Electrical – TYPE-K Thermocouple wire to a thermistor

thermistorthermocouplewire

I have thermocouples and thermistors on my job measuring temps. I accidently ran type k thermocouple wire to my thermistors. I am wondering if they will still read accurately or if I need to replace the wire with a 2 pair shielded conductor ? thank you

Best Answer

There are 2 questions here.

  1. Wire is made with thermocouple materials. How much would that affect thermistor reading, compared to regular copper wire?

Here's a hypothetical example. Let's say that the temperature on the thermistor end of the wire is 100 °C, and temperature on the proximal end of the wire is 20 °C. Type K thermocouple has sensitivity of 41 µV/°C, so an 80 °C gradient will generate 3.3 mV. If we also have a common 10 kΩ NTC thermistor (for example, NTCS0603E3103*LT), it would have the resistance around 1 kΩ at 100 °C, and its sensitivity would be 2.62%, which corresponds to 26.2 Ω/°C change in resistance. If there is 0.5 mA current running through the thermistor, then the sensitivity becomes 13.1 mV/°C.

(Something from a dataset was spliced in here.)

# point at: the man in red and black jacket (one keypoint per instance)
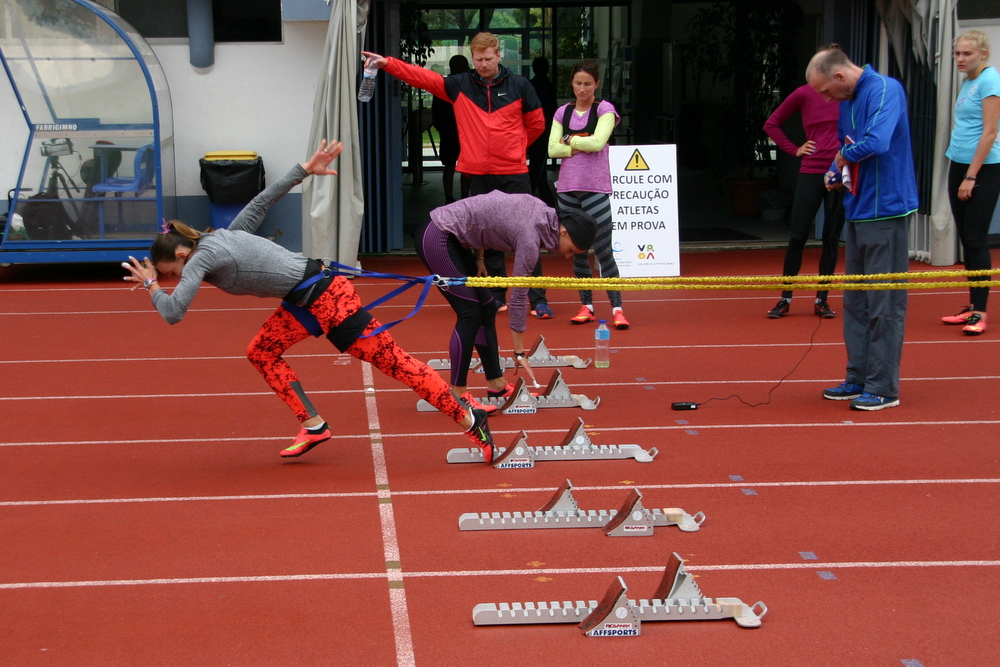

So, the voltage generated by the thermocouple wire may or may not be appreciable. The higher the temperature that you will be measuring with the the NTC thermistor, the greater the impact of the thermocouple wire.

  1. EMI and shielding (since the O.P. had mentioned shielded conductor).

EMI would affect thermocouple wire and regular copper wire equally.